Any person interested in religion will inevitably be exposed to new ideas he has never considered. This is a natural part of the growth process. Some ideas that seem new may actually be ancient, being rooted in sound Biblical teaching (Jeremiah 6:16). Other ideas or teachings are new because they did not come from God, but man (cf. Matthew 15:9). What should one do when he is exposed to religious information that is new to him? Should he always reject any information that contradicts what he has always believed, or should he “prove [test] all things, hold fast that which is good”? (1 Thessalonians 5:21).

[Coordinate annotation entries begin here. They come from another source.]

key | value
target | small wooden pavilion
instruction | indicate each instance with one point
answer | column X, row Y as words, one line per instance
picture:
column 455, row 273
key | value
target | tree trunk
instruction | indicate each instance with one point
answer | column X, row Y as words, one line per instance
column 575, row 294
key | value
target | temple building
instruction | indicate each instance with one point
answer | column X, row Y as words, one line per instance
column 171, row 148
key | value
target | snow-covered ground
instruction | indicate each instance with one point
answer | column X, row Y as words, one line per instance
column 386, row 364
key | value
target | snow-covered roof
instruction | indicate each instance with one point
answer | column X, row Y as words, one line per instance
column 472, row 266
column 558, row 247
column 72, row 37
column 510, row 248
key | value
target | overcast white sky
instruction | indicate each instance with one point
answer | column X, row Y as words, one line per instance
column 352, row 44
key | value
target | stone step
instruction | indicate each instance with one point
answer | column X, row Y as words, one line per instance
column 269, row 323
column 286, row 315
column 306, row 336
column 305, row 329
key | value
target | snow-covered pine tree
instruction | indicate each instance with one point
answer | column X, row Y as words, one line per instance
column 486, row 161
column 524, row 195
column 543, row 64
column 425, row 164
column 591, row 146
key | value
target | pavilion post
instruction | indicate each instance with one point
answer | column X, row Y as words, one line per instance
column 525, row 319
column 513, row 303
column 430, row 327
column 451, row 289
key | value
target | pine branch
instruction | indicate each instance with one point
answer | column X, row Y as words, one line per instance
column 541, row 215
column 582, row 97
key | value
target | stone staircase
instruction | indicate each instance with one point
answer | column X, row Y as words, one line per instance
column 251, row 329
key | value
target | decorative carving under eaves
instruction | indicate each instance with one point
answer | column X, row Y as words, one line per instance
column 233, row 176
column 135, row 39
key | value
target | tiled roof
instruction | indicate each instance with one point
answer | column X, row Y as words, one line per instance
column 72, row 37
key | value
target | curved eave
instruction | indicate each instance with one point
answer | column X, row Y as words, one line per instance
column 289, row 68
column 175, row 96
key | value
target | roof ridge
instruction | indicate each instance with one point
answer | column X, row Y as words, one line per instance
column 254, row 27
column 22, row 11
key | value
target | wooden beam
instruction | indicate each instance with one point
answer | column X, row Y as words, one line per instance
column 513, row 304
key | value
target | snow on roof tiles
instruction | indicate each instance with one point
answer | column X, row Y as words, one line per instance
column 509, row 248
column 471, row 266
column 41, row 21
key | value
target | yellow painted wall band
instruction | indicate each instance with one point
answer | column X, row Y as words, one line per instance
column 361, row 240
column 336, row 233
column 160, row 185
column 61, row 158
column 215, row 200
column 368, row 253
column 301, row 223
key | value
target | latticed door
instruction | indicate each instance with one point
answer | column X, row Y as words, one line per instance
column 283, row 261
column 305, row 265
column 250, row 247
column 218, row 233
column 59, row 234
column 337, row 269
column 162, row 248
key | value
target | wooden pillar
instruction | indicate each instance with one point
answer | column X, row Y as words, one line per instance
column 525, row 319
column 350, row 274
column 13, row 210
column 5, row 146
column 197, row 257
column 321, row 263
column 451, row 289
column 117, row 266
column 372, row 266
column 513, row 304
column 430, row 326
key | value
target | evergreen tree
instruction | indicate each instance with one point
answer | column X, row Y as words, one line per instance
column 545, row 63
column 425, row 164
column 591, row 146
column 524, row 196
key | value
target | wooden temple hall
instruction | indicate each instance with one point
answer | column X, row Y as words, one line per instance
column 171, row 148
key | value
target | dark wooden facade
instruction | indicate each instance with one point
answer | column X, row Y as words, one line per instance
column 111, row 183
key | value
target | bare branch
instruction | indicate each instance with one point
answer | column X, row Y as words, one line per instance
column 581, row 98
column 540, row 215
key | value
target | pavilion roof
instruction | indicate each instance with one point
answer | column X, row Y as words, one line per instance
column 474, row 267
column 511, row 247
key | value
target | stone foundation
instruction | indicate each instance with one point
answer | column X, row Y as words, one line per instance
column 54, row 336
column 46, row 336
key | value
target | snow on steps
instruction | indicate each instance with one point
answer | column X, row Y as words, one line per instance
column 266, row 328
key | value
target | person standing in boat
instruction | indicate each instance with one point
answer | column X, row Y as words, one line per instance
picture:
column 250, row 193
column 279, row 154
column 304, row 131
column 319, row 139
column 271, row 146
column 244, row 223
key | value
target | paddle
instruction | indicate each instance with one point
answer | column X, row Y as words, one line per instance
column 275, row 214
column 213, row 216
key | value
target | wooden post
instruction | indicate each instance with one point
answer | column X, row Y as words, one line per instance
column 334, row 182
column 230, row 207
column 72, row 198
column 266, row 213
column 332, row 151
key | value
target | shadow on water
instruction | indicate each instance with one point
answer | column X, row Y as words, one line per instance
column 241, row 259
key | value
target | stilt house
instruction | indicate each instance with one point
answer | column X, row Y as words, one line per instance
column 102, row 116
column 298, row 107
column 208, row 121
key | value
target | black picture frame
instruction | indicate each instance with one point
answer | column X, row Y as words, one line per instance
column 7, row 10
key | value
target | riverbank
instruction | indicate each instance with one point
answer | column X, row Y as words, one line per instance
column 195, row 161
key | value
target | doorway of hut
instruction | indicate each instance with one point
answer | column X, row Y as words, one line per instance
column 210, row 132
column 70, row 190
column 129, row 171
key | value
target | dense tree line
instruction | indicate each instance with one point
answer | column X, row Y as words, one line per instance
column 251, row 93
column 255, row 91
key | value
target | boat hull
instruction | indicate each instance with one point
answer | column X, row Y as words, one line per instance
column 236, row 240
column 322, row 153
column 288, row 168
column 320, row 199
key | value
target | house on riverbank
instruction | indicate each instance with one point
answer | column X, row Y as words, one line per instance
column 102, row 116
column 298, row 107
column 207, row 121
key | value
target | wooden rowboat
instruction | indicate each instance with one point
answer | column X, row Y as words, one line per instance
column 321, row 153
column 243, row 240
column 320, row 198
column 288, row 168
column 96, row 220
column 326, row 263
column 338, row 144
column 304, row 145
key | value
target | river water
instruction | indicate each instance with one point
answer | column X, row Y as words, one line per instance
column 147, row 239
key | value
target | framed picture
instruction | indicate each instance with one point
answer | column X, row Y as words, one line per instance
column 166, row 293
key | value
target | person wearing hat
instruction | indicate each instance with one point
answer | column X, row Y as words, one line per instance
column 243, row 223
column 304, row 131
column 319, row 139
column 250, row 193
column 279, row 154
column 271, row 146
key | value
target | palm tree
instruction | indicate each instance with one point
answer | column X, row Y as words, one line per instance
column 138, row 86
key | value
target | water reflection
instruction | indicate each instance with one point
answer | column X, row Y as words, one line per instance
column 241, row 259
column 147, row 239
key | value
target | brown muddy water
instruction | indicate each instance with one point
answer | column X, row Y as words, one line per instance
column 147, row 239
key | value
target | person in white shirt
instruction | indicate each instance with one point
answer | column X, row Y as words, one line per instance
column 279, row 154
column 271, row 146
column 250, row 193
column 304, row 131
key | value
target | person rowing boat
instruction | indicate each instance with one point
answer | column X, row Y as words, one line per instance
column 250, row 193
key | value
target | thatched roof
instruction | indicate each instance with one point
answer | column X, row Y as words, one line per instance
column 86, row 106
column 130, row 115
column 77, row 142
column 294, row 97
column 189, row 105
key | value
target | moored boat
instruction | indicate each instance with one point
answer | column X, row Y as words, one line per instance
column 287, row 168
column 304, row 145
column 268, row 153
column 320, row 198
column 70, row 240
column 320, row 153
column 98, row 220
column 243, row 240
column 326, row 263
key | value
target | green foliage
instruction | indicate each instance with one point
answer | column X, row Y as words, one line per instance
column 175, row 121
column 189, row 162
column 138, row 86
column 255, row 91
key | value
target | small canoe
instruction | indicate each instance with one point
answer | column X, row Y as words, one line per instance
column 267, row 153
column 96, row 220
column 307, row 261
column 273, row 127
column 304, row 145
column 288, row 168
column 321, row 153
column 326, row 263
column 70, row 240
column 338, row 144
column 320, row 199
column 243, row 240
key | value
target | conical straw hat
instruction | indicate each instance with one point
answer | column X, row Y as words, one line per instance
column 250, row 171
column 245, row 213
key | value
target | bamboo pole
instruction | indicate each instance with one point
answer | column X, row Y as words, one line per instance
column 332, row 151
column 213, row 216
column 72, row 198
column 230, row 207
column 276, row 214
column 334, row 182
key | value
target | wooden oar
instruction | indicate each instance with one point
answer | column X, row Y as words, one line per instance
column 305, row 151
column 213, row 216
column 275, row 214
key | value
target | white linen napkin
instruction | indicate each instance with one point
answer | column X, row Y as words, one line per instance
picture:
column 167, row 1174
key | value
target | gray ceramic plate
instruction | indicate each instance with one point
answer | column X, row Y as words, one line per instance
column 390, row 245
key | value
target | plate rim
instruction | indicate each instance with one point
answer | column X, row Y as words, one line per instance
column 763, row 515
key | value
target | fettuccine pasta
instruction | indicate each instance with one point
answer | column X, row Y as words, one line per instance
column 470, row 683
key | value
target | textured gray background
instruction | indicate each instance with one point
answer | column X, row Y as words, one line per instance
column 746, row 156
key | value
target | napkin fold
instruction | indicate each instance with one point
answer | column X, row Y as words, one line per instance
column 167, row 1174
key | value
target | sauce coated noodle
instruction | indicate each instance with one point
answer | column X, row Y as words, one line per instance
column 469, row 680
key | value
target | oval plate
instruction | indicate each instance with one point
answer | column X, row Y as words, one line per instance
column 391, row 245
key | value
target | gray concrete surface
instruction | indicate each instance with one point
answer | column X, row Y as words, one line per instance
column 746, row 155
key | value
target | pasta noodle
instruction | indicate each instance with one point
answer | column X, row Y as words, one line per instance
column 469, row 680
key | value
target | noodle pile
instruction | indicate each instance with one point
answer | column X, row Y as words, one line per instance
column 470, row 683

Obviously, he should test all things by God’s Word, but when a person is exposed to an idea or teaching that contradicts what he believes, there is a tendency to reject that new information. Some may call this stubbornness, pride, or various other terms, but the psychological term is “cognitive dissonance.” Cognitive dissonance is defined by Encyclopedia Britannica as:

the mental conflict that occurs when beliefs or assumptions are contradicted by new information. The unease or tension that the conflict arouses in people is relieved by one of several defensive maneuvers: they reject, explain away, or avoid the new information; persuade themselves that no conflict really exists; reconcile the differences; or resort to any other defensive means of preserving stability or order in their conceptions of the world and of themselves.


Cognitive dissonance is most dangerous when it prevents someone from acknowledging critical Truth from God’s Word. Some may assume that nothing can be done about it, but there is one thing that is so powerful, it can always overcome this problem—love! If a person loves God more than himself, more than family, more than his preacher, more than traditions, or anything else, his love for God will cause him to let go of any practices or beliefs that conflict with God’s will as revealed in His Word, even if the idea of doing so is initially uncomfortable or difficult (Matthew 10:34-39; Luke 8:15; John 6:60, 67-69; Colossians 3:17; 2 Timothy 3:16, 17; 1 Peter 4:11). Love for God should motivate one to objectively examine all things to determine whether or not they are within God’s will. If his love for God is supreme, he will reject anything contrary to God’s will, regardless of how long he had believed it or how many people still believe it. Therefore, loving God with all of our hearts is always the key to overcoming this problem! Jesus said, “Thou shalt love the Lord thy God with all thy heart, and with all thy soul, and with all thy mind” (Matthew 22:37).